Saturday, November 28, 2015

Some bug fixes in phytools phenogram/fastAnc, rerootingMethod, & fitMk

I just spent some time this afternoon fixing a few different relatively small bugs in phytools, as follows.

(1) First, I fixed an issue identified by Emmanuel Paradis with the pre-release version of ape curently available from Emmanuel's website.

He noticed that the example:

library(phytools)
example(phenogram)

failed with the following error message (in French):

phngrmR> tree<-pbtree(n=20,scale=2) 
phngrmR> tree<-sim.history(tree,Q=matrix(c(-1,1,1,-1),2,2),anc="1")
Done simulation(s).
phngrmR> # simulate in which the rate depends on the state
phngrmR> x<-sim.rates(tree,c(1,10))
names absent from sig2: assuming same order as $mapped.edge
phngrmR> phenogram(tree,x)
Error in tree$mapped.edge[ii, ] : indice hors limites

This was because phenogram (for plotting a type of projection of the phylogeny into morphospace sometimes called a 'traitgram') calls fastAnc internally which was not working for "simmap" class objects. The reason for this is because Emmanuel has changed the code of root which fastAnc uses internally so that it no longer works properly for "simmap" class trees. The solution was pretty straightforward - and was pointed out by Emmanuel - and that is to just strip the class attribute "simmap" from the tree internally in fastAnc. This is somewhat unsatistfying, but it will have to do for now. This fix can be seen here.

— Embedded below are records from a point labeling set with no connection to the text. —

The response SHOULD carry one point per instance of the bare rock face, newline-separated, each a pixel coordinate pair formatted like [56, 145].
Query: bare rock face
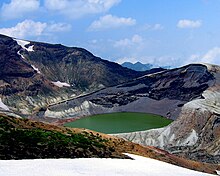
[196, 132]
[163, 93]
[34, 75]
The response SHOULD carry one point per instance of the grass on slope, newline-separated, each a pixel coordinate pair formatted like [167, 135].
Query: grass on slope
[27, 139]
[18, 141]
[120, 122]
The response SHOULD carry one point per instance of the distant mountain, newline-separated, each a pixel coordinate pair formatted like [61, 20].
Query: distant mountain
[138, 66]
[34, 74]
[189, 95]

(2) Next, it was reported to me that the following simply example:

tree <- read.tree(text = "((C:58.11154891,B:62.90277913):10.52003465,A:54.16296399);")
tipvals <- matrix(c(1, 0, 0, 0, 1, 1), nrow = 3, dimnames = list(c("A", "B", "C"), c("0", "1")))
rerootingMethod(tree, tipvals, model = "ER")

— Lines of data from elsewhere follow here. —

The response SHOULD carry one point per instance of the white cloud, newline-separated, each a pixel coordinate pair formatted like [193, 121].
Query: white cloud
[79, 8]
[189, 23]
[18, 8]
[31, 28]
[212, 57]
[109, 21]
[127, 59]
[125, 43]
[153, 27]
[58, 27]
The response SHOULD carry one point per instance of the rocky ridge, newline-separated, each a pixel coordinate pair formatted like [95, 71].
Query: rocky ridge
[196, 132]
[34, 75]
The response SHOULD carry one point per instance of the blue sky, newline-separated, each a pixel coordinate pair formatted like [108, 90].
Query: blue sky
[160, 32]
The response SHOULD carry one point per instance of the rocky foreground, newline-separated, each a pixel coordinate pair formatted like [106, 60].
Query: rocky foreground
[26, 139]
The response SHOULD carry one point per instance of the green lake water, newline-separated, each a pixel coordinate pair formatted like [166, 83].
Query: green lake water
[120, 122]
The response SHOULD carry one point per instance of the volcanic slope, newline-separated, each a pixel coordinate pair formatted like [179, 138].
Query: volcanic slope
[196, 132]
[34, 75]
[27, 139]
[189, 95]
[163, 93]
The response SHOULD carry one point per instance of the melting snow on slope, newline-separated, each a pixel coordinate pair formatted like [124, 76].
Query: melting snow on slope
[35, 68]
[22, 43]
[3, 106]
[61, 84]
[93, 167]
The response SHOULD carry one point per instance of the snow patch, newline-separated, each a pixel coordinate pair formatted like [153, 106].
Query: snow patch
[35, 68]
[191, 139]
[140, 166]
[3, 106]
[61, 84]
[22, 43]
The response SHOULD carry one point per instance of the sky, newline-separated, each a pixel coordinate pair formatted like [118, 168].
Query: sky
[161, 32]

also generated a peculiar error as follows:

Error in fitMk(tt, yy, model = model, fixedQ = Q, output.liks = TRUE)$lik.anc[1,  : 
  incorrect number of dimensions

This turns out to be due to a peculiarity of R that when accessing a single row of a matrix you get a vector. If you try to then tree that vector as a matrix, R throws an error. This bug is thus due to sending rerootingMethod a tree with only three tips. When that tree is rerooted at its one & only internal node (besides the root) the matrix of conditional likelihoods returned by fitMk (used internally) contains only one row and is thus a vector.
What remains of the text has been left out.